Como parte do acordo de rescisão, a dupla teria se comprometido a realizar 45 shows ao longo de quatro anos. A divisão prevista seria de 10 apresentações em 2021, 10 em 2022, 12 em 2023 e 13 em 2024.
Esses shows, segundo a versão do empresário, aconteceriam em eventos promovidos por ele, como VillaMix, BBQ Mix ou outros festivais ligados à sua estrutura empresarial.
O ponto explosivo está na conta final. Marcos afirma que apenas seis apresentações foram realizadas entre 2021 e 2024. Por isso, cobra a conversão dos 39 shows restantes em dinheiro.
À época, cada show não realizado teria sido convertido em R$ 200 mil. Atualmente, segundo a ação, o valor estimado de cada apresentação estaria na casa dos R$ 500 mil.
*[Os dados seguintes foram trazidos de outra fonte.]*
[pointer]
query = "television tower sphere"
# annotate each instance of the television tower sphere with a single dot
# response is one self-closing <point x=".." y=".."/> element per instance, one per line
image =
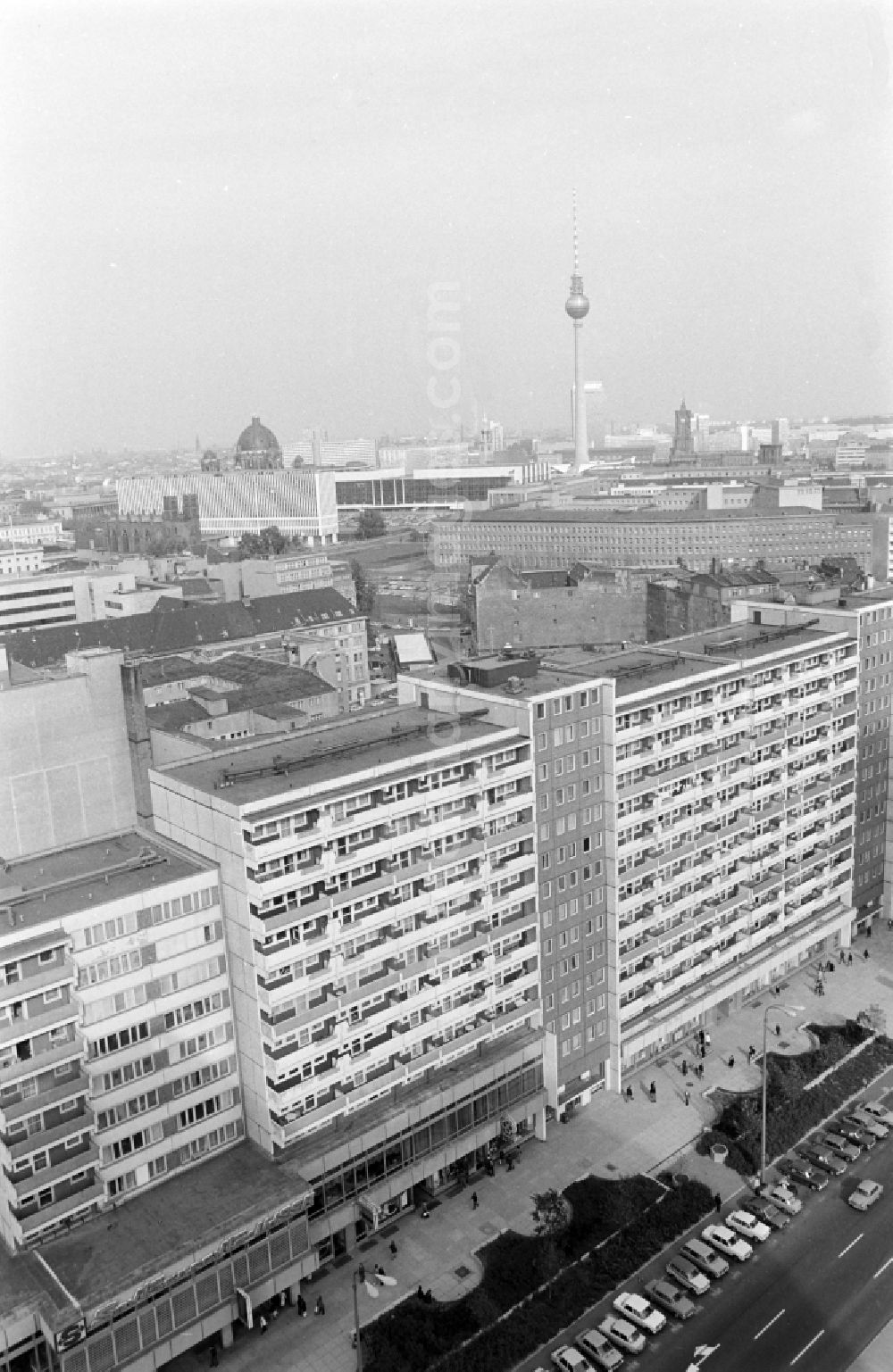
<point x="576" y="304"/>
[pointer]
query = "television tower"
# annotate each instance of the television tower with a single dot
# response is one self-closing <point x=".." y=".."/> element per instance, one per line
<point x="576" y="304"/>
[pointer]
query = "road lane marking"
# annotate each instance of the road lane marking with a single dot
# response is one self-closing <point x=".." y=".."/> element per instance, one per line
<point x="772" y="1321"/>
<point x="806" y="1348"/>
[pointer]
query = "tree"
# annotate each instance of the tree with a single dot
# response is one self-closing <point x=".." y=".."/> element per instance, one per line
<point x="371" y="524"/>
<point x="552" y="1216"/>
<point x="265" y="544"/>
<point x="365" y="592"/>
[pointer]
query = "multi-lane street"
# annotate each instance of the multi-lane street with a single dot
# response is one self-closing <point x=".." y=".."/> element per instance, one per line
<point x="811" y="1297"/>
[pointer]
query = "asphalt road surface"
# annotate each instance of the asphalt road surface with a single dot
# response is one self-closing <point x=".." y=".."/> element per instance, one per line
<point x="810" y="1298"/>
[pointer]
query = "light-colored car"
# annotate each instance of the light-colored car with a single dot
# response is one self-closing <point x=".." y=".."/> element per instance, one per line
<point x="842" y="1147"/>
<point x="864" y="1119"/>
<point x="727" y="1242"/>
<point x="683" y="1271"/>
<point x="878" y="1110"/>
<point x="767" y="1211"/>
<point x="623" y="1334"/>
<point x="783" y="1198"/>
<point x="600" y="1351"/>
<point x="568" y="1360"/>
<point x="670" y="1298"/>
<point x="639" y="1312"/>
<point x="705" y="1259"/>
<point x="864" y="1195"/>
<point x="747" y="1226"/>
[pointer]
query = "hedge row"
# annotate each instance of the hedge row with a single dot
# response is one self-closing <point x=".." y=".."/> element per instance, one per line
<point x="790" y="1110"/>
<point x="416" y="1336"/>
<point x="598" y="1206"/>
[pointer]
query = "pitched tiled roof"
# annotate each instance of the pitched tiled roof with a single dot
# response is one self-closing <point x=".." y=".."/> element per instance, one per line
<point x="171" y="628"/>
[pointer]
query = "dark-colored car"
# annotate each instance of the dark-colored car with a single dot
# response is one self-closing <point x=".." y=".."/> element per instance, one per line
<point x="705" y="1259"/>
<point x="801" y="1173"/>
<point x="822" y="1158"/>
<point x="670" y="1298"/>
<point x="685" y="1272"/>
<point x="844" y="1149"/>
<point x="767" y="1211"/>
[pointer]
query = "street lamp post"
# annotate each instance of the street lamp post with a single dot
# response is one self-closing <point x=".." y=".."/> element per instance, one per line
<point x="790" y="1011"/>
<point x="357" y="1324"/>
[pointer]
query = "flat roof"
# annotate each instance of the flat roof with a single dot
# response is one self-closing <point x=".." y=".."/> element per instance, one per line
<point x="122" y="1247"/>
<point x="547" y="515"/>
<point x="645" y="667"/>
<point x="73" y="879"/>
<point x="321" y="756"/>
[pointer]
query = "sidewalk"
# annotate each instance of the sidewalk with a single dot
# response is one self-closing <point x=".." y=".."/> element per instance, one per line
<point x="613" y="1136"/>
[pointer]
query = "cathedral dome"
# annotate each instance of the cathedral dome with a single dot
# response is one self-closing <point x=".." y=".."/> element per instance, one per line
<point x="258" y="438"/>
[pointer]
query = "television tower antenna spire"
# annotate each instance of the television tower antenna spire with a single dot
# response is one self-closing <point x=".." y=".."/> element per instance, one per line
<point x="576" y="306"/>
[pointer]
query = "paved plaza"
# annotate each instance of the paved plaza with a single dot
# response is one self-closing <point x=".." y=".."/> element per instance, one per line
<point x="613" y="1136"/>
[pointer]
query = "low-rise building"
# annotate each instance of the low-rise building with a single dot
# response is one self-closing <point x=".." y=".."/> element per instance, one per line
<point x="117" y="1054"/>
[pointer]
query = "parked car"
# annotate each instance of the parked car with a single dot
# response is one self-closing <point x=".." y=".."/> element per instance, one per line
<point x="705" y="1259"/>
<point x="803" y="1173"/>
<point x="846" y="1149"/>
<point x="639" y="1312"/>
<point x="686" y="1274"/>
<point x="856" y="1135"/>
<point x="747" y="1226"/>
<point x="768" y="1213"/>
<point x="670" y="1298"/>
<point x="822" y="1160"/>
<point x="864" y="1195"/>
<point x="727" y="1242"/>
<point x="623" y="1334"/>
<point x="864" y="1119"/>
<point x="568" y="1360"/>
<point x="878" y="1110"/>
<point x="785" y="1198"/>
<point x="600" y="1351"/>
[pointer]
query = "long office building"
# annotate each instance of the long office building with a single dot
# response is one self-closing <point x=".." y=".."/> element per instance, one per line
<point x="299" y="501"/>
<point x="537" y="538"/>
<point x="696" y="810"/>
<point x="869" y="618"/>
<point x="379" y="888"/>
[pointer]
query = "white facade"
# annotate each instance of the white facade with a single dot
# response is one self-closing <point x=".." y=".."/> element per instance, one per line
<point x="117" y="1052"/>
<point x="51" y="598"/>
<point x="381" y="912"/>
<point x="299" y="503"/>
<point x="33" y="534"/>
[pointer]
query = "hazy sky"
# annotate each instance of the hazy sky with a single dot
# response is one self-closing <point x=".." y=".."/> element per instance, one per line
<point x="210" y="210"/>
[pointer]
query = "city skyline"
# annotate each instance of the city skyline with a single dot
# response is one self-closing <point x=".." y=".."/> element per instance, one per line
<point x="214" y="217"/>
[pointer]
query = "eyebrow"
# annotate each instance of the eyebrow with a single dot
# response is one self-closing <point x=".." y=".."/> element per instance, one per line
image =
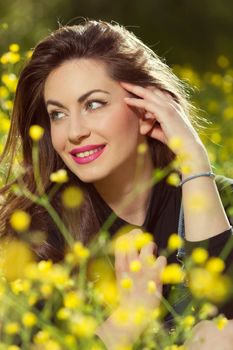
<point x="80" y="99"/>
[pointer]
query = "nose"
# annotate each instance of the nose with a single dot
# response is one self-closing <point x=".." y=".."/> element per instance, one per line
<point x="78" y="129"/>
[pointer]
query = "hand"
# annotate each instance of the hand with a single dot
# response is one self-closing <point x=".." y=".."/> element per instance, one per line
<point x="164" y="118"/>
<point x="110" y="332"/>
<point x="138" y="294"/>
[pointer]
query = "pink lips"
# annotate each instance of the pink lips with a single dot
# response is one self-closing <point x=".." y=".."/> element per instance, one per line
<point x="86" y="159"/>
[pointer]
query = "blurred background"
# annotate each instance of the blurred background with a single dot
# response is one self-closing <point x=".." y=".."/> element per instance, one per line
<point x="195" y="37"/>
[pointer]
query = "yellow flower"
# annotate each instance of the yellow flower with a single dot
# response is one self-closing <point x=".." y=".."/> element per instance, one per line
<point x="142" y="148"/>
<point x="12" y="328"/>
<point x="20" y="286"/>
<point x="175" y="347"/>
<point x="45" y="266"/>
<point x="29" y="319"/>
<point x="204" y="284"/>
<point x="72" y="197"/>
<point x="70" y="341"/>
<point x="173" y="179"/>
<point x="221" y="322"/>
<point x="126" y="283"/>
<point x="215" y="265"/>
<point x="51" y="345"/>
<point x="46" y="290"/>
<point x="172" y="273"/>
<point x="174" y="242"/>
<point x="63" y="314"/>
<point x="135" y="266"/>
<point x="72" y="300"/>
<point x="5" y="125"/>
<point x="36" y="132"/>
<point x="188" y="321"/>
<point x="41" y="337"/>
<point x="14" y="47"/>
<point x="59" y="176"/>
<point x="29" y="53"/>
<point x="199" y="255"/>
<point x="83" y="326"/>
<point x="151" y="287"/>
<point x="121" y="316"/>
<point x="20" y="220"/>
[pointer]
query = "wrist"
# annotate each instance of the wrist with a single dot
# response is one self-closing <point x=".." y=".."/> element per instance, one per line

A cobrança inclui os supostos shows pendentes, honorários advocatícios e possível indenização por perdas e danos. Ou seja: a conta pode ficar ainda mais salgada.
Processo de R$ 8 milhões tem versão da dupla
O processo de R$ 8 milhões não tem apenas a versão do ex-empresário. Em resposta a uma notificação extrajudicial enviada em novembro de 2025, a defesa de Matheus e Kauan apresentou outro lado da história.
Os advogados da dupla alegaram que não havia possibilidade de cumprir o acordo porque eventos citados para receber as apresentações, como VillaMix e BBQ Mix, teriam sido descontinuados pelo próprio empresário.
A defesa também sustentou que Marcos Araújo e a empresa representada por ele não teriam demonstrado interesse em utilizar todos os shows dentro dos prazos combinados.
Outro ponto levantado envolve o VillaMix de 2024. Segundo a versão dos artistas, a equipe não teria recebido tempo hábil nem informações necessárias para realizar a apresentação.
Por isso, a defesa afirma que devem ser contabilizados sete shows realizados, e não apenas seis, como aponta o ex-empresário.
Até a publicação da notícia original, a dupla e Marcos Araújo ainda não haviam se manifestado publicamente sobre o processo. Como a ação está em andamento, caberá à Justiça analisar documentos, prazos, valores e responsabilidades.
Matheus e Kauan agora enfrentam uma disputa que mistura bastidor empresarial, contrato milionário, festivais sertanejos e uma pergunta perfeita para incendiar a web: quem vai pagar a conta desses 45 shows?